Left to myself, I’m just as greedy and self-interested as the people I was criticizing.
Does that mean I can’t critically think and speak about their wrongs? Of course not. Jesus didn’t tell us not to judge others, He told us not to be hypocrites when we judge others (Matthew 7:1-5). What it does mean is that I must prioritize the examination of my own heart. I must come face to face with the fact that I’m not all that different from the people I was criticizing.
My selfish, consumeristic mindset defaults to using people rather than loving them. My self-righteousness strives to find a reason to condemn people rather than care about their ultimate good. My pride looks at the sin of others and tempts to be less convicted about my own sin. (Adrian abuses his child? I guess my raised voice or harsh words to my child aren’t so bad after all).
How dangerous is that?
Child abuse and domestic abuse are heinous evils and need to be prosecuted to the fullest extent of the law. But as I wrestle with all that is happening in our world, I must not avoid examining the evil that remains in my own heart. If I neglect this work, I fear how far I could wander into the darkness of my own sin.

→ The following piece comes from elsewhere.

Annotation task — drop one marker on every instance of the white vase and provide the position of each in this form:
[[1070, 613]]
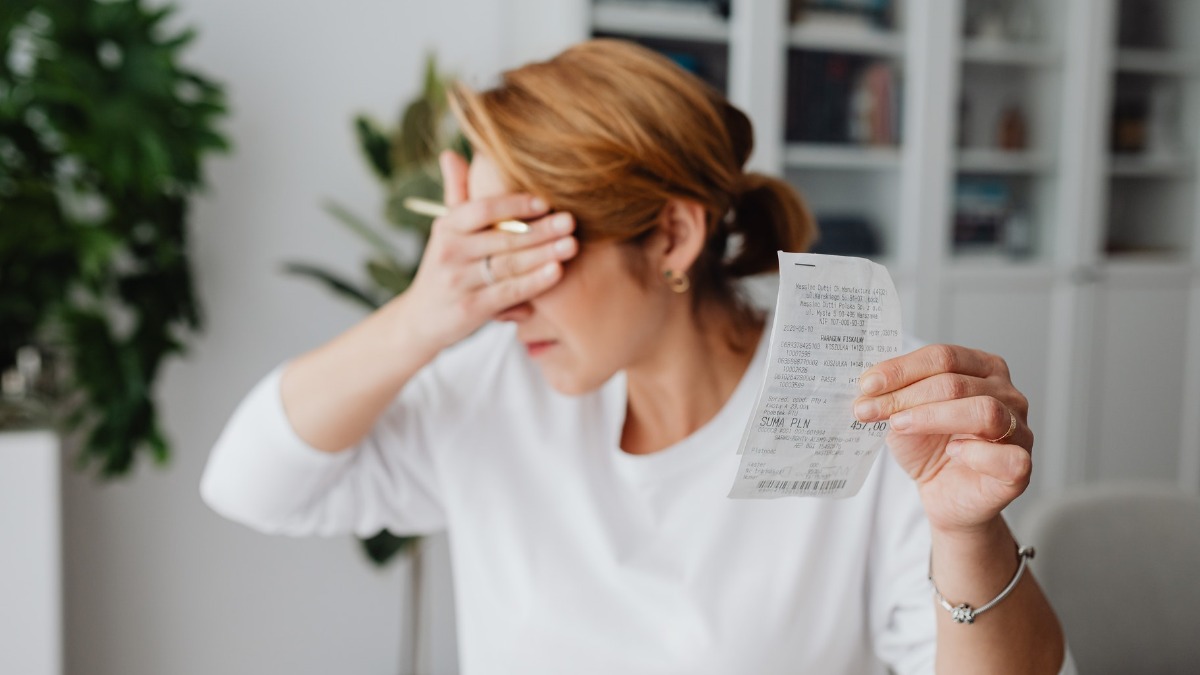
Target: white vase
[[30, 554]]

2. Human heroes will always fail me.
Thankfully, I’m not enslaved to sports anymore. My afternoons aren’t ruined when my team loses and my heroes are no longer men in tights running through a field carrying a piece of dead pig. Maybe I’ve just grown calloused because of all the sports heartbreak over the years, but I’m hopeful that it is the Lord changing my affections toward eternal things (Colossians 3:1-3).
Through all of this, I’ve come to realize that while we can admire people for the way they play sports, we should never make them our heroes. Why? Because ultimately, they will fail us.
Sure, not everyone will act in the grievous way Adrian Peterson is accused of acting. But the fact is that all people, even the best of people will fail us.
Does this mean there aren’t any great men and women of character for us to learn from? Of course not. Does this mean we can’t be inspired by phenomenal athletes? Of course not. Does this mean we can’t wear the jerseys of our favorite players? Of course not.
What it does mean is that we must never forget that Jesus is the only One who will never put us to shame when we associate with Him (Psalm 25:3, Romans 10:11). In fact, He is the One who graciously covers the shameful sins of all those who draw close to Him in faith.
Christ is the never-failing One who promises grace and forgiveness to any who believe in Him. This promises is extended to child abusers, greedy executives, and hypocritical self-righteous preachers like me.
That is the beauty of the Gospel. Jesus is the hero who rescues us from the depths of our sin and now promises to never leave those who come to Him (John 6:37). No other person can ever promise that.
Trip Lee’s song about Jesus being the ultimate Hero captures this well, check it out here.
So will I ever wear my Adrian Peterson jersey again? I’m not sure yet.
If I do, it won’t be because I condone his behavior. It would be because of the way he responds to this incident and because I respect him as a player.
If I don’t, it won’t be because I think I’m a better person that he is. It would be because I wouldn’t want to send a confusing message to those who might see me wearing it.
But in the end, what matters isn’t if he or anyone else ever wears a #28 jersey again. What matters is if God will bring healing to his children, reconciliation in his family, and transformation to his life. We should pray and ask God to do that.
I could only hope you would do the same for me if I were the one wearing his jersey.